Paul replies to two groups of critics in Second Corinthians. In chapters 1-9 he answers criticisms directed toward him from the Corinthian congregation. Chapters 10-13 he replies to his false apostles’ critics. The criticism from the Congregation consisted of character issues and not the content of his message.
The parties to the covenant in Jeremiah 31:31 are God, Israel, and Judah. The church was not brought in as a new party into this agreement anywhere in Scripture.
6 who [God] also made us sufficient as ministers [servants]
The word “ministers” occurs five times in verses 6-11. A minister here is one who transmits the message of the New Covenant. He is an intermediary enabled by God and charged to present His Word.
of the [a] new covenant,
The “of” here means “new covenant-like” (genitive of description). The issue is not the content of the New Covenant but a description of what it is like to minister in the economy of the Spirit and grace. This is how Paul conducted himself in ministry. There is no “the” in the Greek text making the word “covenant” indefinite (anarthrous)—“a new covenant.”
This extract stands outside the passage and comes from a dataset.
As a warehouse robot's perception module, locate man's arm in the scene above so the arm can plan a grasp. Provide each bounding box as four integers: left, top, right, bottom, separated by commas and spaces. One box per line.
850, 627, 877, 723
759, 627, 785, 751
God empowered the gospel team to be sufficient ministers of the New Covenant (Jer 31:31, 33). The implication is that the gospel team’s opponents were ministers of the Old Covenant.
The Greek word for “new” means new in quality. The emphasis is on the word “new,” which does not mean new in time but new in kind. The New Covenant is completely new and better from the old and obsolete Mosaic law. The dynamics of the New Covenant was dramatically different from the Old Covenant.
not of the letter but of the Spirit;
The ministry of Paul’s team was by the Holy Spirit rather than the “letter,” that is, the legalistic application of the law of Moses by Judaizers. The law cannot justify or sanctify; it simply identifies sin.
The “letter” refers to the Old Covenant Law, whereas “the Spirit” refers to New Covenant grace. The “letter” then references the Ten Commandments within the Mosaic Covenant written in stone (2 Co 3:7; Ro 7:6-8). That ministry “kills” because it declares what God demands without giving sufficient power to fulfill it, and then pronounces the death sentence on all those who break it.
for the letter kills,
The “letter” kills because it gives external commands without the ability to fulfill it (Ro 7:9-11; Ga 3:10). The law slays by knowledge of guilt and the consequence of failing to live up to the commandment (2 Co 3:7). Believers in the Old Testament did not possess the permanent indwelling of the Holy Spirit; thus, the law killed their attempt to keep the law. Paul’s opponents attempted to impose the burden of keeping law in their own strength upon the Corinthians. The fallen nature of man is too strong against the demands of the law.
The thrust is not that the Old Testament law was a mistake or unimportant. The idea is a legalistic use of the law is what “kills.” The law itself does not kill.
The law “kills” because no one can keep it perfectly (Ga 3:10). All it takes to suffer God’s judgment is to break one law one time.
There is a great difference between the code of laws and the gospel.
Our verse is often wrongly interpreted to mean that God encourages us not to give attention to the text of Scripture, but to its spiritual meaning. Worship, for example, without content, or something for which we appreciate, is not worship at all. It is abortive worship, and something reduced to engagement with the self. Man is restless until he comes to grips with who and what God is. No person is self-contained or complete in self. We are not complete until we engage with the greatness of God. Religious experience without revelation is hollow (Mt 4:4).
The contrast is not between the literal and the spiritual. Instead, it contrasts Moses’ Law in the Old Testament and the dynamics of the Holy Spirit in the New Testament. There is a new manner of ministry in the church economy; it is the life-giving ministry of the Holy Spirit.